4-6. Incorporating genomic data into national surveillance, regional, and local
Often, national (or international) level programs will provide equipment and funding for staff at regional centers to generate sequencing data for use in national level surveillance. As national level programs typically have more resources, they are often the first to be able to incorporate pathogen genomic in a comprehensive way. While this can be efficient, if local data generators are not empowered to use the data, they will be less motivated to participate, and public health won’t be getting the best value out of the data. The goal should always be to ensure that the data can be understood and used at all levels of the public system, as well as in community facilities such as hospitals, prisons, etc. This requires establishing a number of workstreams:
Data infrastructure that allows both for unified national processing and storage, but also for local access to processed data, as well as the ability to run local pipelines and tools if desired.
People infrastructure at all levels of public health. This is particularly challenging as you get down to a local level, where small agencies are not going to be able to have dedicated staff for bioinformatics and genomic epidemiology. Approaches such as regional resources and partnerships with academic organizations can help address the gaps, but ultimately the entire public health infectious disease workforce needs to be given the training necessary to have a basic level of comfort with interpreting processed genomic data. This is a whole separate post on it’s own though, so I’ll stop here!

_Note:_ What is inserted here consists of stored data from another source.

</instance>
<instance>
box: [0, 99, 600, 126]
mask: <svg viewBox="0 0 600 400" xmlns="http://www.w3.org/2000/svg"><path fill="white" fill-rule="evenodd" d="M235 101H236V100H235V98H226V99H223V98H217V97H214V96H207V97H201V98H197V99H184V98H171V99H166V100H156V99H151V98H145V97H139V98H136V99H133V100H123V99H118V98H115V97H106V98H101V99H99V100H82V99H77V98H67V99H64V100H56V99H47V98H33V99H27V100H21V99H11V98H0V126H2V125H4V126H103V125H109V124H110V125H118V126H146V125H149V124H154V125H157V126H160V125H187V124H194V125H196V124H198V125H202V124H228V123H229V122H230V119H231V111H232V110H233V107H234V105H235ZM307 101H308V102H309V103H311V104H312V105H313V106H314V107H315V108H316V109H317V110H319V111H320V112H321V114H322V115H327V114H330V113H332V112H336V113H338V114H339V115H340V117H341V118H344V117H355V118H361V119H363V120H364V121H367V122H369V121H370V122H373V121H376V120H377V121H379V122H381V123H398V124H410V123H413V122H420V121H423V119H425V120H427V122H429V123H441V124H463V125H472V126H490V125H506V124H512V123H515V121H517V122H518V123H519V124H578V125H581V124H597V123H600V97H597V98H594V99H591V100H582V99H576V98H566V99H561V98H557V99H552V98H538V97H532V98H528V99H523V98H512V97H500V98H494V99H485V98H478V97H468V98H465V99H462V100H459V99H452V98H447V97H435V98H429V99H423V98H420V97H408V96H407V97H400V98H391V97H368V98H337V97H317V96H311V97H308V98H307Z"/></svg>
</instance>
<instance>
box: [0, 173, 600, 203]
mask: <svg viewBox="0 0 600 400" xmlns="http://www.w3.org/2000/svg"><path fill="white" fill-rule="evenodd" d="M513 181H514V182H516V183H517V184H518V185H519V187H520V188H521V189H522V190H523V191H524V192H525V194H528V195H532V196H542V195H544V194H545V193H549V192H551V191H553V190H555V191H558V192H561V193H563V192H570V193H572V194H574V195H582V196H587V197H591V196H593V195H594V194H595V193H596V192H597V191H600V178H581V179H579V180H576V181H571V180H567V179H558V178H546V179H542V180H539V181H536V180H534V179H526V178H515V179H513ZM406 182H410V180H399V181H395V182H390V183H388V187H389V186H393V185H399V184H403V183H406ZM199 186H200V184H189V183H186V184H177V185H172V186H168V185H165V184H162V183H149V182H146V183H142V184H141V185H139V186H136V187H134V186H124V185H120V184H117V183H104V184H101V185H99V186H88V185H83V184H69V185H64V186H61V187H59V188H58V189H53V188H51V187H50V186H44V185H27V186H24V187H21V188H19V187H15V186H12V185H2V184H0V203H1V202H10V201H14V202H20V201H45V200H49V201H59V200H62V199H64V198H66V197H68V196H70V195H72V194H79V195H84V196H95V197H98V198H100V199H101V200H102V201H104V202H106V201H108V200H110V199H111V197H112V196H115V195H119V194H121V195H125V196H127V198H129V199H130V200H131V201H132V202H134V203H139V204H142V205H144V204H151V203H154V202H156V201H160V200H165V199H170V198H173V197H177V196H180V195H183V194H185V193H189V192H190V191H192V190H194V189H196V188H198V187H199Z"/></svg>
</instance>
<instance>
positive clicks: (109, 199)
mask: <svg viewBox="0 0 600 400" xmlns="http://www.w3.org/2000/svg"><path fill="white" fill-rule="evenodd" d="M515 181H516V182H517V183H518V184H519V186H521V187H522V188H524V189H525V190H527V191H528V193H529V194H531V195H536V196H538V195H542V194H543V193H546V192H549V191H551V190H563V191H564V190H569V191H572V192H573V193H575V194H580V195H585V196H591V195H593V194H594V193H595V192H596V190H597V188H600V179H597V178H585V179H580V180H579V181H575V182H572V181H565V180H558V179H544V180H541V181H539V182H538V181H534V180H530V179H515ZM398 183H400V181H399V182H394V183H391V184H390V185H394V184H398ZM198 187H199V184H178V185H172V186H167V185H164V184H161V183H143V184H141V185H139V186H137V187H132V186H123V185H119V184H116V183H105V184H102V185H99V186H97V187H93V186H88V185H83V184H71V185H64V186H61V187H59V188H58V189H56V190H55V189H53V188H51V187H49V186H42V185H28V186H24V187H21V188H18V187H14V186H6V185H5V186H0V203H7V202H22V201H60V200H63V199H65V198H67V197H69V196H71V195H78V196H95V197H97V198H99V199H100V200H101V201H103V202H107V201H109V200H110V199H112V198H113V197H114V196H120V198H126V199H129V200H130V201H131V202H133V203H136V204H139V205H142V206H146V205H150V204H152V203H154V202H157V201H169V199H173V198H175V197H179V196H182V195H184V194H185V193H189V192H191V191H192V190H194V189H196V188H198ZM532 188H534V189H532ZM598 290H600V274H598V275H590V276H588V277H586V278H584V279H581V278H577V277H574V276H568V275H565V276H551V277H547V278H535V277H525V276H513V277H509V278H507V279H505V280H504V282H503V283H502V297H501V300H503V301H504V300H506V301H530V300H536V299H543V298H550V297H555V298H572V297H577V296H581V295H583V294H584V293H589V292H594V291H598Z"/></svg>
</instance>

Cross-functional communication is required to get the data out of the laboratory and into the epidemiologists workflows. Genomic epidemiology is not just adding back a few metadata points to a tree, it’s about incorporating genomic data into existing surveillance systems and workflows. And that takes time, training, thoughtful system design, and close collaboration between laboratory and epidemiology.
7. Research and publication
Though this one is listed at the top of the pyramid, it can be incorporated earlier along the way. I put it here because it’s not the primary initial goal of pathogen genomics in public health. This is what distinguishes public health from academia. The first goal is always to use the data for public health action, decisions, and the public good. But ultimately fulfilling that mission requires taking the systems that have been built and analyzing their outputs. This is applied public health research!

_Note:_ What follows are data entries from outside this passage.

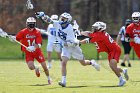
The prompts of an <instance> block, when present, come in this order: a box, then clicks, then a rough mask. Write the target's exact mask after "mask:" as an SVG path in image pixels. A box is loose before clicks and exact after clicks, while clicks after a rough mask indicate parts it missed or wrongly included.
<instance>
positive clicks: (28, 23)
mask: <svg viewBox="0 0 140 93" xmlns="http://www.w3.org/2000/svg"><path fill="white" fill-rule="evenodd" d="M26 26H27V27H29V28H35V26H36V19H35V18H34V17H29V18H27V20H26Z"/></svg>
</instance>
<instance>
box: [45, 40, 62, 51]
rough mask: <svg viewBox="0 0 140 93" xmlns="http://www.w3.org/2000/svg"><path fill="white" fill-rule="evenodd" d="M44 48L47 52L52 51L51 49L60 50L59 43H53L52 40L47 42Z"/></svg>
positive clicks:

When a pathogen surveillance system has built all the base layers to create a representative, ongoing, integrated surveillance system, that system generates an amazing integrated dataset with rich clinical and epidemiological data joined with the sequencing information. Those datasets can and should be used to answer critical public health questions and generate and share knowledge through publications, presentations, and workshops.

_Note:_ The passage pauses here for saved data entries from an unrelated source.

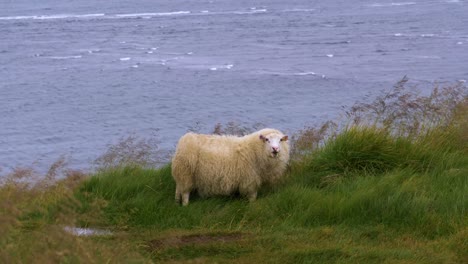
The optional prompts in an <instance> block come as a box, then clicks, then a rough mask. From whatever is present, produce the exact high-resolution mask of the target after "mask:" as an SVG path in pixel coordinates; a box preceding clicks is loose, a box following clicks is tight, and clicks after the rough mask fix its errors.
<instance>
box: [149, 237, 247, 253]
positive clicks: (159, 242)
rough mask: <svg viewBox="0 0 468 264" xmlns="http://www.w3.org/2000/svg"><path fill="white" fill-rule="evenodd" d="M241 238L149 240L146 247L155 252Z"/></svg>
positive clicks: (158, 239) (225, 237) (196, 237)
mask: <svg viewBox="0 0 468 264" xmlns="http://www.w3.org/2000/svg"><path fill="white" fill-rule="evenodd" d="M243 237H244V235H243V234H241V233H212V234H193V235H185V236H176V237H168V238H162V239H155V240H151V241H149V242H148V246H149V250H150V251H155V250H161V249H164V248H169V247H183V246H187V245H194V244H195V245H200V244H209V243H227V242H233V241H237V240H240V239H242V238H243Z"/></svg>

Depending on the capabilities of an agency, this level may require collaborations with academic agencies or other agencies to bring together a team with the right types of expertise. This presents a tremendous opportunity to strengthen the relationship between public health and academia, as well as upskills public health employees who may not have had as many opportunities for formal analysis and publication in their applied public health career.
Conclusions
I hope that’s a helpful overview of some of the broad steps that an agency can expect to walk through on their way toward building integrated pathogen surveillance systems. I look forward to a future where many of these concepts are baked into our public health training programs, and ‘design of genomic surveillance systems’ is a special topic course available to every MPH or PhD student. For now, I’m thrilled to see the progress that so many agencies have been making!